A Associação Brasileira de Redes de Farmácias e Drogarias (Abrafarma), que reúne as 26 maiores redes do ramo no País, registrou recorde de 77.031 testes entre 16 e 22 de novembro. O pico anterior havia sido em julho, com 66.685 testes. Desde abril, as farmácias relataram 1.226.732 atendimentos – 14,42% deram positivo.

O mercado de testagens laboratoriais enfrenta grande procura por materiais. Especialistas citam falta de insumos para testes. A segunda onda em Estados Unidos e Europa motivou aumento da procura e faltam itens básicos no mercado nacional. “Faltam plásticos para testes de precisão a nível molecular, moléculas sintéticas, além de produtos químicos e bioquímicos para detecção de vírus”, diz Luiz Felipe Valter de Oliveira, doutor em Genética e Biologia Molecular e CEO da startup BiomeHub, pioneira no desenvolvimento de testes em “pool”, aplicados em grupos, no mercado corporativo. “Alguns fornecedores enfrentam falta de papelão para embalar tubos da coleta para enviar para análise.”

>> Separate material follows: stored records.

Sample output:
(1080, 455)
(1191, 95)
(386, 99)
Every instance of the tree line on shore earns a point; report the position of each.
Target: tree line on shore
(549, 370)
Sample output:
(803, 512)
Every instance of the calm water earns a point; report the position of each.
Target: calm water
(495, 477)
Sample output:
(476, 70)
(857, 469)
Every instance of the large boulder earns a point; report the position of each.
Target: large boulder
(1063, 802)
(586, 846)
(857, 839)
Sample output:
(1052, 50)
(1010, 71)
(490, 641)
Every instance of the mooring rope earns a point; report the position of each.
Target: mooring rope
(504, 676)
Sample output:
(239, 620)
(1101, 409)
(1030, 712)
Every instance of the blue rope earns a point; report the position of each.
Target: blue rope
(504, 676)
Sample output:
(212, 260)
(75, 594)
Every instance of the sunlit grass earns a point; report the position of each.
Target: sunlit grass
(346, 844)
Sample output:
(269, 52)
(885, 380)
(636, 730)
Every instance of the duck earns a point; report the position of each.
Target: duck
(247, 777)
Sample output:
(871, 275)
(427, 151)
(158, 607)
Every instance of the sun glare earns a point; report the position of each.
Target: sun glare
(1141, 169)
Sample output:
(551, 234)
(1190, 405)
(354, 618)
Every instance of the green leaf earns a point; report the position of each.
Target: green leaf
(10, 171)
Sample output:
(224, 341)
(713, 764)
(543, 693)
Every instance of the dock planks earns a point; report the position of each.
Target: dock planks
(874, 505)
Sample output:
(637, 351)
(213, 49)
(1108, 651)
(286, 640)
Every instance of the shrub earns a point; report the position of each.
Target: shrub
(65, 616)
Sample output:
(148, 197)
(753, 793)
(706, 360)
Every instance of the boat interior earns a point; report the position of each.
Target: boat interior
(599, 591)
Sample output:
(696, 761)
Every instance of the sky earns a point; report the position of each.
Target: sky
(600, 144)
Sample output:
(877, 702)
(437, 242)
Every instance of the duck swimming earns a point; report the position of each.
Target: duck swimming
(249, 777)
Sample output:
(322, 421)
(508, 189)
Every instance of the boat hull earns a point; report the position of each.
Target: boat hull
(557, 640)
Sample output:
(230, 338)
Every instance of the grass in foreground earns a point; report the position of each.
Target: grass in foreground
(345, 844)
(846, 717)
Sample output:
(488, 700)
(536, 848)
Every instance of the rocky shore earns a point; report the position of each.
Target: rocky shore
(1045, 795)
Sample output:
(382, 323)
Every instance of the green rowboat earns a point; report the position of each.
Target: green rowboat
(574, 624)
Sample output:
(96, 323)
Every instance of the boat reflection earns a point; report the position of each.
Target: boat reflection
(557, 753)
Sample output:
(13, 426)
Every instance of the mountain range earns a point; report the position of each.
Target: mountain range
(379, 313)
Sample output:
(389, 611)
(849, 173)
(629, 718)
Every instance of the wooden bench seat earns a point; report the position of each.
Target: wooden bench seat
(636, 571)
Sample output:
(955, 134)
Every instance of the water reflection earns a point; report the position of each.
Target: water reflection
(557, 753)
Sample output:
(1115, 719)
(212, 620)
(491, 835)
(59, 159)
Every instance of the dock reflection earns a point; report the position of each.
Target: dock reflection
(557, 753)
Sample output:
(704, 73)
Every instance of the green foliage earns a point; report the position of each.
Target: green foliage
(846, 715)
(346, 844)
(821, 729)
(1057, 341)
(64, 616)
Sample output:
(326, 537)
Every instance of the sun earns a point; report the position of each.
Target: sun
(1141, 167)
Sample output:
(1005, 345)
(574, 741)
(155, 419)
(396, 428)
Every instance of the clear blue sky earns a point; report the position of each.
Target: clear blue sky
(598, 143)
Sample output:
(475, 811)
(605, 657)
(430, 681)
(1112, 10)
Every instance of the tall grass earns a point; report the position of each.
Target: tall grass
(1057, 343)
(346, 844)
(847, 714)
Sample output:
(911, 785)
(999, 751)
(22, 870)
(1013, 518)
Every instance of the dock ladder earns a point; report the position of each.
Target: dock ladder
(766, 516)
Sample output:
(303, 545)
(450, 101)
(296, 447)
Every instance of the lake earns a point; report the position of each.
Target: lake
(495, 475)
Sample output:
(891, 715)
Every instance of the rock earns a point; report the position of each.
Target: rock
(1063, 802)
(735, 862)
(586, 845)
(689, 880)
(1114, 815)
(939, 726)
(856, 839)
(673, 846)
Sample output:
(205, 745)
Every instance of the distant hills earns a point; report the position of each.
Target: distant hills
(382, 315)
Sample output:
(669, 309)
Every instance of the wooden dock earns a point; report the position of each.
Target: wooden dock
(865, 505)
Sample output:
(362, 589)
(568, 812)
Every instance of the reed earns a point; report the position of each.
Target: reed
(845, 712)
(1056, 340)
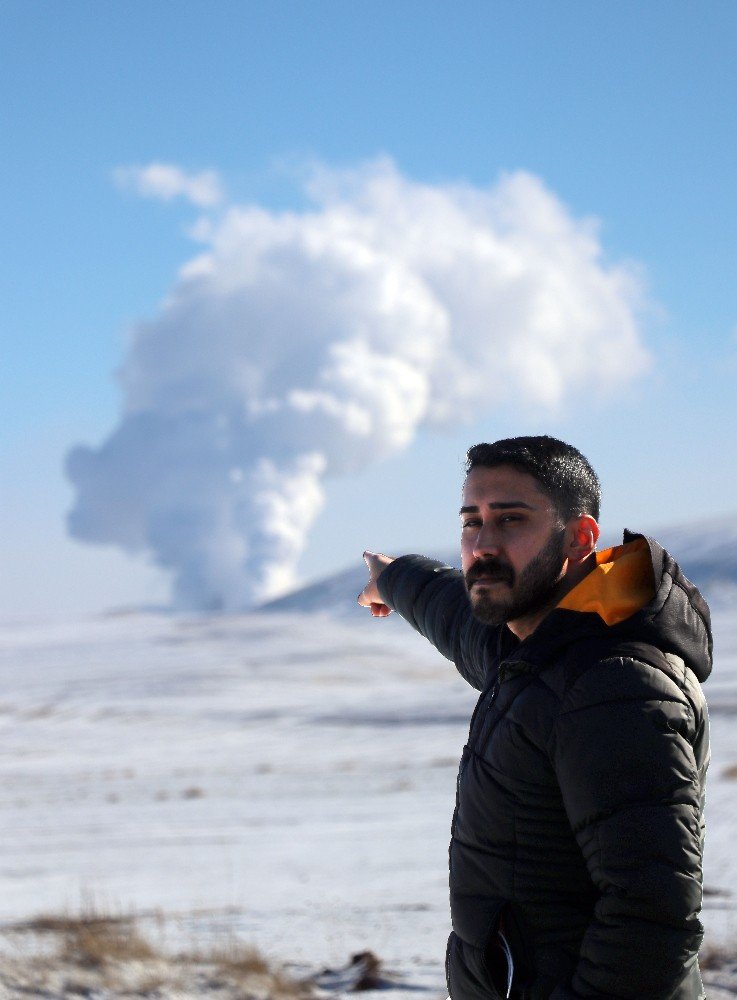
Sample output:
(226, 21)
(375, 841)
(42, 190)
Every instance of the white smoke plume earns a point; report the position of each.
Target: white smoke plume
(301, 345)
(165, 181)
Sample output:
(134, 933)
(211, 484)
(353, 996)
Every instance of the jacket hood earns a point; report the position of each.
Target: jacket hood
(638, 593)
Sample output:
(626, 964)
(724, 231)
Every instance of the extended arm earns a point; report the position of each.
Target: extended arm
(432, 598)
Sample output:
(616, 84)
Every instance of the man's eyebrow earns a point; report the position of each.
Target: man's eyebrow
(499, 505)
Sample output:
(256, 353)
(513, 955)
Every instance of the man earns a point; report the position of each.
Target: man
(576, 843)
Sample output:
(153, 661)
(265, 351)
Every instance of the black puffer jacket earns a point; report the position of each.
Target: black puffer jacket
(578, 829)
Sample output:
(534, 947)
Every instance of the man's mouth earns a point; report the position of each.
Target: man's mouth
(489, 577)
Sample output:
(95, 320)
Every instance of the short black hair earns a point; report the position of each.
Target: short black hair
(563, 473)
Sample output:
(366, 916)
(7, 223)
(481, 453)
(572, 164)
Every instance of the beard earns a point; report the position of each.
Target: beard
(530, 591)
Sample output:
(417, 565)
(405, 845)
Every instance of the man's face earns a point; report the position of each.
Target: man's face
(511, 545)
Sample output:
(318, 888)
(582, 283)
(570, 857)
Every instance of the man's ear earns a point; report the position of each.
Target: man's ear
(582, 536)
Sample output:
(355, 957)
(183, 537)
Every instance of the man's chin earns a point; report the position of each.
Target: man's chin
(487, 611)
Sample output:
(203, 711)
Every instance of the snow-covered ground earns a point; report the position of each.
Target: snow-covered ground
(287, 778)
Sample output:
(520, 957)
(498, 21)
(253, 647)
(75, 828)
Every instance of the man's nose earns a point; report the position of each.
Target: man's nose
(486, 542)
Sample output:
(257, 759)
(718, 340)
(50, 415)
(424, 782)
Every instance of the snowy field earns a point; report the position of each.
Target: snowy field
(284, 778)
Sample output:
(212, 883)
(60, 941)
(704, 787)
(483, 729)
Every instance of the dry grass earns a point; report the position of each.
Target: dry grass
(91, 952)
(101, 943)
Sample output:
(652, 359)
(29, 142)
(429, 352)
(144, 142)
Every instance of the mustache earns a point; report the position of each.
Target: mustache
(496, 569)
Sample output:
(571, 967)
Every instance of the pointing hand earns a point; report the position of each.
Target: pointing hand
(370, 596)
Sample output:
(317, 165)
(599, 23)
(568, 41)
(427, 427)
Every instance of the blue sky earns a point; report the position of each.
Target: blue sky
(624, 112)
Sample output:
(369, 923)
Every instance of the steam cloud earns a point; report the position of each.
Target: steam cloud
(304, 345)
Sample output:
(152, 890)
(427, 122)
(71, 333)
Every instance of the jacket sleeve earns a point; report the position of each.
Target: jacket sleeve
(432, 597)
(633, 791)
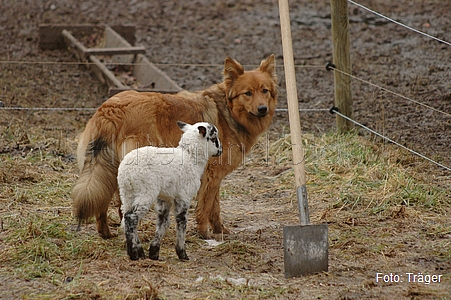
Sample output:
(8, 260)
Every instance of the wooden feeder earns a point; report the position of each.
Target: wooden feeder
(112, 57)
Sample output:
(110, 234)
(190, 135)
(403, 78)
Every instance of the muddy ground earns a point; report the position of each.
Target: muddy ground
(189, 41)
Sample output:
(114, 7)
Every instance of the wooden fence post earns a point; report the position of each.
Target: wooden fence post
(342, 61)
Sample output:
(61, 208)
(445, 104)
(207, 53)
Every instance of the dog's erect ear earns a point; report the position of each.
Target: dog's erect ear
(232, 69)
(269, 66)
(183, 126)
(202, 130)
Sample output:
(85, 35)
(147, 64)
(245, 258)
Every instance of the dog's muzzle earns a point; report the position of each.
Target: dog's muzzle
(262, 110)
(219, 152)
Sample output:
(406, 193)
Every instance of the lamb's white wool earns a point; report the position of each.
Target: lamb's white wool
(165, 176)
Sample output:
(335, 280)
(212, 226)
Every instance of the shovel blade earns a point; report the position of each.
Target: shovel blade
(306, 250)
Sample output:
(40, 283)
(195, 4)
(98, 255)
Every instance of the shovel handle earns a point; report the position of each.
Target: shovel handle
(292, 99)
(293, 113)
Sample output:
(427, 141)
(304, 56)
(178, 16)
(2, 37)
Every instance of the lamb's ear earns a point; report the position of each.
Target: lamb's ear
(232, 69)
(202, 130)
(269, 66)
(183, 126)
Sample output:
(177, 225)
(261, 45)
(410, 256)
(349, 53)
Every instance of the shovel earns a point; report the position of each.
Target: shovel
(306, 246)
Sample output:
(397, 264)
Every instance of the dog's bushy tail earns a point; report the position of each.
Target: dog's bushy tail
(94, 188)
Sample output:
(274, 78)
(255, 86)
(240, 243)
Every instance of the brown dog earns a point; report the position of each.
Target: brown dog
(242, 107)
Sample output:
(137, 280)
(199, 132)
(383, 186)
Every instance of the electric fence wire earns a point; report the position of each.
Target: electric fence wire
(334, 110)
(332, 67)
(399, 23)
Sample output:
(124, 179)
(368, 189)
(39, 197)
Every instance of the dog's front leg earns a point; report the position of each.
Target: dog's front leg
(208, 208)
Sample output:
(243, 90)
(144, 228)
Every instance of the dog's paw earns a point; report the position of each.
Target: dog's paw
(154, 252)
(181, 253)
(136, 252)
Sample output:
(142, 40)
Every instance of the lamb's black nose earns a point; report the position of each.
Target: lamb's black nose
(262, 109)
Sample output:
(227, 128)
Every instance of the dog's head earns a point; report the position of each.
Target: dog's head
(251, 94)
(202, 134)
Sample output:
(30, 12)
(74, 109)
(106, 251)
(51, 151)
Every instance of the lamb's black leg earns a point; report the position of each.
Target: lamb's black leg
(181, 216)
(162, 208)
(134, 247)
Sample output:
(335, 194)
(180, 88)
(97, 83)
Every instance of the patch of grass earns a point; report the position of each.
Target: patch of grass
(360, 175)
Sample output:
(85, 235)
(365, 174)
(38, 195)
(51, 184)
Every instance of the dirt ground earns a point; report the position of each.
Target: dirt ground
(189, 40)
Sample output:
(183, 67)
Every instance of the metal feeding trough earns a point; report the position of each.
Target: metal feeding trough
(112, 57)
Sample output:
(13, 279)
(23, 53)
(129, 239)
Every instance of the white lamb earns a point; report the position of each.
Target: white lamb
(164, 176)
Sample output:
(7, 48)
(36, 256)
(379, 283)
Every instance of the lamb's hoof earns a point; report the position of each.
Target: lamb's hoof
(181, 253)
(135, 253)
(203, 232)
(154, 252)
(220, 229)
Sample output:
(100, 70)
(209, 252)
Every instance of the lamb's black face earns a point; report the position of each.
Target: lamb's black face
(212, 136)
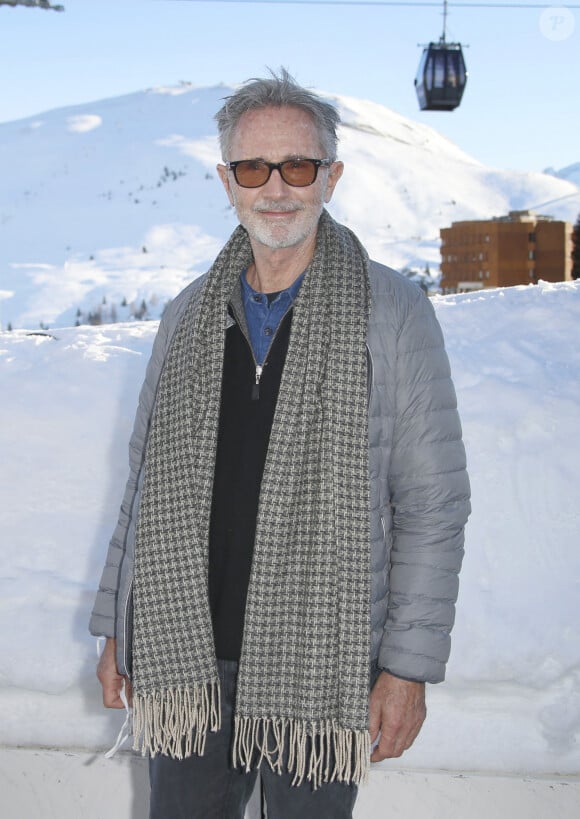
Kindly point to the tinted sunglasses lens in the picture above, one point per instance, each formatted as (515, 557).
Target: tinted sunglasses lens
(299, 172)
(251, 174)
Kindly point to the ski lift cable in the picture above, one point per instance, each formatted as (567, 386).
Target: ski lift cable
(400, 3)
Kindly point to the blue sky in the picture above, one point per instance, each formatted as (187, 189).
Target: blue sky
(520, 109)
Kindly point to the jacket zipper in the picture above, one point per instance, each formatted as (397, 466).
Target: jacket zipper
(259, 368)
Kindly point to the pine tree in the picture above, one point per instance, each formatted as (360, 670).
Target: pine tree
(576, 250)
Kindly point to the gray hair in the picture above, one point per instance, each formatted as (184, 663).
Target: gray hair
(279, 91)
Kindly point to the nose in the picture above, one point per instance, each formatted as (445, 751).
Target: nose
(275, 186)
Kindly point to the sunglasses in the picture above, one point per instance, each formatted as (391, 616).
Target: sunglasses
(299, 173)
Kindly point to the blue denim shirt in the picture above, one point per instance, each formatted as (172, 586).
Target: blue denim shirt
(264, 314)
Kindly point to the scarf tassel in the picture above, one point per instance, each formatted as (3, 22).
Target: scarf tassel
(175, 722)
(318, 752)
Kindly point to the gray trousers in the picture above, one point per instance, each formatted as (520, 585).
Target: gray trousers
(207, 787)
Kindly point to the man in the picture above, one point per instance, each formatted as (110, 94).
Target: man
(281, 583)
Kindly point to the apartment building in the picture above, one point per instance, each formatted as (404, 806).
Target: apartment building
(520, 248)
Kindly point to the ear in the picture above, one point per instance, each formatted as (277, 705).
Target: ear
(334, 174)
(224, 176)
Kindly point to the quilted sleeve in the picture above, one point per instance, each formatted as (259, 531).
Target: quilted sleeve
(103, 617)
(429, 495)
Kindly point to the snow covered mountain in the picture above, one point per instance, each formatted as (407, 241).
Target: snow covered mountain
(111, 207)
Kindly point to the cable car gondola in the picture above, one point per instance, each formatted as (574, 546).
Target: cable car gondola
(442, 75)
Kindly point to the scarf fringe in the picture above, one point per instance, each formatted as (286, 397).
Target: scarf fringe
(320, 752)
(175, 722)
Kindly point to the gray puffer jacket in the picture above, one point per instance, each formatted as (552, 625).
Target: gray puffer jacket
(419, 486)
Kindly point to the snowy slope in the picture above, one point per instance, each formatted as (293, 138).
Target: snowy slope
(119, 199)
(511, 702)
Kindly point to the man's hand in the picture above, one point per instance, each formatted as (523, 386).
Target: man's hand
(396, 709)
(110, 679)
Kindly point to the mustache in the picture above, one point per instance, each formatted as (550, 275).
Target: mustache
(277, 206)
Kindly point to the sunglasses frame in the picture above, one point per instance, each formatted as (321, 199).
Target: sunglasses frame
(278, 166)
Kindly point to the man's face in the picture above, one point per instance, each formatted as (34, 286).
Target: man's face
(278, 215)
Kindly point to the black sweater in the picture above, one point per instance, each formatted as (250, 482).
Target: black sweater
(244, 432)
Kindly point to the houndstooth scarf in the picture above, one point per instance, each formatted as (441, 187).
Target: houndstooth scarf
(302, 694)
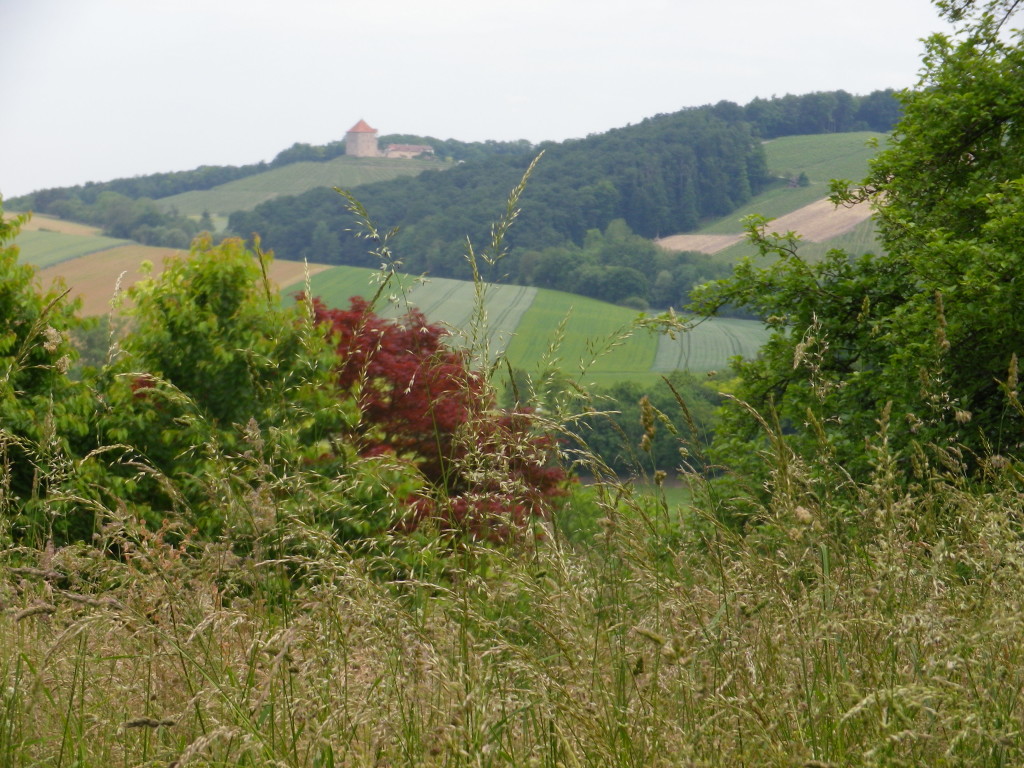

Alguns fornecedores conseguiram nacionalizar etapas importantes da produção, como material da coleta da amostra biológica, mas toda a cadeia relacionada ao teste é afetada. Para contornar o problema, as empresas já programam estoques para os próximos quatro meses.

O teste mais afetado pela falta de insumos é o RT-PCR (molecular), referência mundial para detectar casos ativos de covid. A coleta é feita com cotonete aplicado na região nasal e faringe (na garganta, logo atrás do nariz e da boca). Esse cotonete está em falta. O PCR é diferente dos testes sorológicos, que detectam anticorpos criados pelo sistema imune do próprio corpo para combater o vírus. 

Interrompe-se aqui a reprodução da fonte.